Un film sans véritable morale, qui mise sur une reconstitution évocatrice de la vie de l'Ouest et sur de l'action. Avec Randolph Scott jeune (il a une voix toute fluette et des moustaches à la Eroll Flynn !), une actrice principale qui joue comme une savate, des cascadeurs qui font des cascades impressionnantes, de fort beaux extérieurs de montagne, un noir et blanc influencé par l'expressionisme allemand. Un rythme un peu étrange aussi, toujours cette période déroutante de transition entre muet et parlant, avec des visages encore très expressifs, des gestes assez violents, mais des dialogues qui font assez "scène d'exposition".
L'histoire est assez cousue de fil blanc. Le point de départ, c'est le milieu des chasseurs de bison. Ils vivent en équipe, et l'un d'eux, Jett, a une femme jalouse et dépouille ses petits copains pour vendre les peaux de bison qu'ils ont fait séché.

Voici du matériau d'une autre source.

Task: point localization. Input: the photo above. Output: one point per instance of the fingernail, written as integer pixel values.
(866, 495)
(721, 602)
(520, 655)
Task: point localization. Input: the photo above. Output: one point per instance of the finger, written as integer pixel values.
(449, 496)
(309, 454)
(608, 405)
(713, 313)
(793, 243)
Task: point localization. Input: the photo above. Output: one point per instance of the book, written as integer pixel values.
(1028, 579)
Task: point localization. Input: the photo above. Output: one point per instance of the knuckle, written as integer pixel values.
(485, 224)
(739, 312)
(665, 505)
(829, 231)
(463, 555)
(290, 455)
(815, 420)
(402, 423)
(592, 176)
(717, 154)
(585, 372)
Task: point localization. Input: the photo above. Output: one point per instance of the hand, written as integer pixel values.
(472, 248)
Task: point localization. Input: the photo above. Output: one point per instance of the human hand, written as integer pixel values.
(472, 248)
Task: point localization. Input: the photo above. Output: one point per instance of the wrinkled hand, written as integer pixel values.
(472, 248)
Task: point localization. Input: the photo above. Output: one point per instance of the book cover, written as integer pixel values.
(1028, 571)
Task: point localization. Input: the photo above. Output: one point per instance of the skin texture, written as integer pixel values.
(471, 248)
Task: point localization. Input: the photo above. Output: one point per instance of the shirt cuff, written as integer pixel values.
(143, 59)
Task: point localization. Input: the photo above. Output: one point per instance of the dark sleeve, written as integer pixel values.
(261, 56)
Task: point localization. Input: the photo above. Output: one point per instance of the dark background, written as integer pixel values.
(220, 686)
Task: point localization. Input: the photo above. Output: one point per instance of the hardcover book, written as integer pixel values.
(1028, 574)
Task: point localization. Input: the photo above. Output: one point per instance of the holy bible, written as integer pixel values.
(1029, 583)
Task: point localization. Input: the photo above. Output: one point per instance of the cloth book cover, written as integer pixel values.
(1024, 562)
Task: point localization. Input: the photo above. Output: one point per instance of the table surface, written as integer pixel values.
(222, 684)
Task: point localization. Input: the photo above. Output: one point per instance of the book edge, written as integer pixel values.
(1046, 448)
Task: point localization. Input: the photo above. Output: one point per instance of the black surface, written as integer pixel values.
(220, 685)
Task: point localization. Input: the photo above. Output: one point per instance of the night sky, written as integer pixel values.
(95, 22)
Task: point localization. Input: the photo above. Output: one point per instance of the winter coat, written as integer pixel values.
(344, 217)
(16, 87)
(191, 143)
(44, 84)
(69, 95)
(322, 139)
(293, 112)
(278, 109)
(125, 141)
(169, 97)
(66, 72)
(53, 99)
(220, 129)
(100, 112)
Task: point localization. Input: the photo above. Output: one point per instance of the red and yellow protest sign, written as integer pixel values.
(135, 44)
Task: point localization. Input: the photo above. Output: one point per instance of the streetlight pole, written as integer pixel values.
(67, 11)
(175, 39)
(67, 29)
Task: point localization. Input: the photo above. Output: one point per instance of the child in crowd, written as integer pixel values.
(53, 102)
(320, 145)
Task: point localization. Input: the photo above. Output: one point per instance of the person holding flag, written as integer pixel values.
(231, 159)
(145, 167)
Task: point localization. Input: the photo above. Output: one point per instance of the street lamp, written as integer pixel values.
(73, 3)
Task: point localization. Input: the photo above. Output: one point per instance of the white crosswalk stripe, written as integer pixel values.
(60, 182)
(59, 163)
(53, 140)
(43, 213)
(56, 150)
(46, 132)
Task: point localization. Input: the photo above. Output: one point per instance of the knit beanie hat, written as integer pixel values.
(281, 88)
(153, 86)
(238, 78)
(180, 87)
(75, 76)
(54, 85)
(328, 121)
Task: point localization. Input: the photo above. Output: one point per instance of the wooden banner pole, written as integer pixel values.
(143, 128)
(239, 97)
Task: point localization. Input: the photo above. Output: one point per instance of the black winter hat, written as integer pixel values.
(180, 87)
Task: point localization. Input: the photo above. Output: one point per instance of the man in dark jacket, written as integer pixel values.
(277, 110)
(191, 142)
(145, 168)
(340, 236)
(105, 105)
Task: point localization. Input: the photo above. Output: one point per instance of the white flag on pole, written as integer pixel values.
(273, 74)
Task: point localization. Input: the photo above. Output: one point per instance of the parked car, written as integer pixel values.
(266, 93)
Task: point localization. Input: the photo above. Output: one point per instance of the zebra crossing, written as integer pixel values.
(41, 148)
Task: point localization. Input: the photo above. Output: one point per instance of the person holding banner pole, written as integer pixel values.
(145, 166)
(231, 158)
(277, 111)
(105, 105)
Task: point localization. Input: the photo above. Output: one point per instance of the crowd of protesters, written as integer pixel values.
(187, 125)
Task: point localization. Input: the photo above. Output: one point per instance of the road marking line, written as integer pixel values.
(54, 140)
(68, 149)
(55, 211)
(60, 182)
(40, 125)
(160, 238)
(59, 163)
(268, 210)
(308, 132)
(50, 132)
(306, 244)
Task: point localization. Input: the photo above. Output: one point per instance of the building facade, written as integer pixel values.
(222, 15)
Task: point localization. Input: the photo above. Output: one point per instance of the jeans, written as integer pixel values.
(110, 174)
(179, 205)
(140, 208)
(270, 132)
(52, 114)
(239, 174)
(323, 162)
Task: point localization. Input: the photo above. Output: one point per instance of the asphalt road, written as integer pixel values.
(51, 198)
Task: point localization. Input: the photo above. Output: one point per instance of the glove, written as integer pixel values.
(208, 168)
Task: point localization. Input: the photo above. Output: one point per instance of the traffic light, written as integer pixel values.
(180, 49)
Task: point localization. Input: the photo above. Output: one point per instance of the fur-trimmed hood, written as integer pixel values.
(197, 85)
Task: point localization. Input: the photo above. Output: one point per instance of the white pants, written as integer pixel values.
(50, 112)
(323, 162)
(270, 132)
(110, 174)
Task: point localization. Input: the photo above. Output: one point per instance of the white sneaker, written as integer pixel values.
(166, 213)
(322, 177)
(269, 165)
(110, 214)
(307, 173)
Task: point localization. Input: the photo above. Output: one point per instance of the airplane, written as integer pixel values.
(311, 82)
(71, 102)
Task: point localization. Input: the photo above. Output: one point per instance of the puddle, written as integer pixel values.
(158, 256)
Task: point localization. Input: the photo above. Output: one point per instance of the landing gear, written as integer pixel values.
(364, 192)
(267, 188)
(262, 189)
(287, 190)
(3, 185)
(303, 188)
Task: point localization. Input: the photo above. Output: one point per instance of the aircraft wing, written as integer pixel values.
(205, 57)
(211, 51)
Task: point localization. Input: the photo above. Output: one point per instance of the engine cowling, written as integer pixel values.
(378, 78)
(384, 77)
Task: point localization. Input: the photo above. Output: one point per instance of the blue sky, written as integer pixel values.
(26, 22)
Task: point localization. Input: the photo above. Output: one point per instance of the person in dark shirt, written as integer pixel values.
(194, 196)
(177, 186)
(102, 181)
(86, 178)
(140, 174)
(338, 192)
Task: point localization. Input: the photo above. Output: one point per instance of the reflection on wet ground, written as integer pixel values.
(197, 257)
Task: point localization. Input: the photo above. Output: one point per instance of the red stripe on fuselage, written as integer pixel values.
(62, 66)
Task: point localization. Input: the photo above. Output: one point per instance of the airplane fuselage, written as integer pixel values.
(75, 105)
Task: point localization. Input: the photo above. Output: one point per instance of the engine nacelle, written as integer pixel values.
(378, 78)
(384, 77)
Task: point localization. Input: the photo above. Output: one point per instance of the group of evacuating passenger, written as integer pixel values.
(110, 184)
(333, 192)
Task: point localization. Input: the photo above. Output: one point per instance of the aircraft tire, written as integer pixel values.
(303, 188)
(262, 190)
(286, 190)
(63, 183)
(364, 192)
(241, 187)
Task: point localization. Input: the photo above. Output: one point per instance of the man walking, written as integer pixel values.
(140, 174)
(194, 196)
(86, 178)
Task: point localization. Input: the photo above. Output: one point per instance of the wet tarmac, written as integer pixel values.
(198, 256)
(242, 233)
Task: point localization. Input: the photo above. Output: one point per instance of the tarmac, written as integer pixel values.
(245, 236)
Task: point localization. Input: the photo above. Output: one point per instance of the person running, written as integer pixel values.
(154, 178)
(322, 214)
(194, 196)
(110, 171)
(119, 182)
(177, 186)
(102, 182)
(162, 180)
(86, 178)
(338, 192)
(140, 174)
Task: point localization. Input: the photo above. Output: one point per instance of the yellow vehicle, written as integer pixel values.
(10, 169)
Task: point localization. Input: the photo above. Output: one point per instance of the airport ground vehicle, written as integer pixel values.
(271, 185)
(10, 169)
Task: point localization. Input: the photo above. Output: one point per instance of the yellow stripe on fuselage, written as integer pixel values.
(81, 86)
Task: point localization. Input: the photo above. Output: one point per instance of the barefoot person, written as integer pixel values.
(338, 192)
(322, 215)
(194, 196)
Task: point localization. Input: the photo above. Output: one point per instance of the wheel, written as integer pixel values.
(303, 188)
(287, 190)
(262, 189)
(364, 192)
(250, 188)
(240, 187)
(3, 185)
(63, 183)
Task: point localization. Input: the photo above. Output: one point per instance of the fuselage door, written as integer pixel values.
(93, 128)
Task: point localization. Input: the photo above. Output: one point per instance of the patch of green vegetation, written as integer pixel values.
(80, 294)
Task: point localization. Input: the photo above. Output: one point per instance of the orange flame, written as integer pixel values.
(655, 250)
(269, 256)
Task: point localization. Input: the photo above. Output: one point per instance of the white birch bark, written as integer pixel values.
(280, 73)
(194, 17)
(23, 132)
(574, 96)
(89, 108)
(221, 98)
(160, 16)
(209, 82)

L'autre équipe est composé d'un barbu rigolo à la W. Brennan, d'un père autoritaire et du jeune premier (Randolph !), qui est évidemment amoureux de la belle-fille de Jett. Il tente de l'enlever, se fait démolir. Puis les événements de la chasse suivent leur cours : troupeau de bisons au galop menaçant le petit convoi, guerre indienne qui couve. Le dénouement est assez bâclé : Jett est tué accidentellement par sa femme ; le convoi des héros est entouré par les Indiens, mais sauvé, non pas par la cavalerie, mais par un gros convoi de colons.
On retrouve la patte d'Hathaway, avec cette violence sèche, pas démonstrative, mais dotée d'une dose de folie. Quand Scott se fait démolir, ses adversaires mettent tout le poids de leur corps au bout de leur poing, et ça se sent. Idem, pour enlever sa bien-aimée, enfermée dans un chariot, il coupe la toile de celui-ci, mais plus comme le ferait un voleur qu'à la Eroll Flynn. Les accidents de chariot, et de manière générale les cascades près des bisons au galop sont également très impressionnants. C'est aussi un film assez individualiste, peu tourné vers la notion de communauté si on le compare avec un Ford.
Il y a une volonté documentaire, qui marche bien : les chasseurs réparent la roue d'un chariot, découpent des peaux et la font sécher, font une sieste dans le chariot, et... Scott découpe un jambon au coutelas !
En l'état, le film fait tout de même sourire. Parce que les scènes spectaculaires ont visiblement été tournées par une 2e équipe, dont le matériel est assez flou et passé sur un temps de pause plus lent. Résultat, les scènes de cascade sont en accéléré, à la Benny Hill.
Quant à la représentation des Indiens, si les figurants sont en effet de vrais Indiens et non des Hispaniques teints en rouge, et si quelques remarques fournissent un contrepoint (les Indiens ne tuent que pour se nourrir, quand les yankees massacrent dans les 15 000 bêtes ; on les voit écoeurés par les squelettes de bison), ils restent vus comme une altérité radicalement différente, susceptible de basculer dans la sauvagerie. J'en veux pour preuve le montage parallèle, durant la bataille finale, montrant un Indien houspillant une femme blanche tandis que son jeune fils, effrayé, regarde de tous côtés : le montage est fait pour qu'on se sente soulagé quand le vilain peau-rouge est assommé d'un coup de casserole. Rien à voir avec la volonté de comprendre d'une "Flèche brisée".
L'un dans l'autre, sans être un chef d'oeuvre, c'est un bon divertissement : les scènes d'action et les extérieurs font oublier la faiblesse du scénario.
Vu à la cinémathèque avec cette chère Longjanesilver.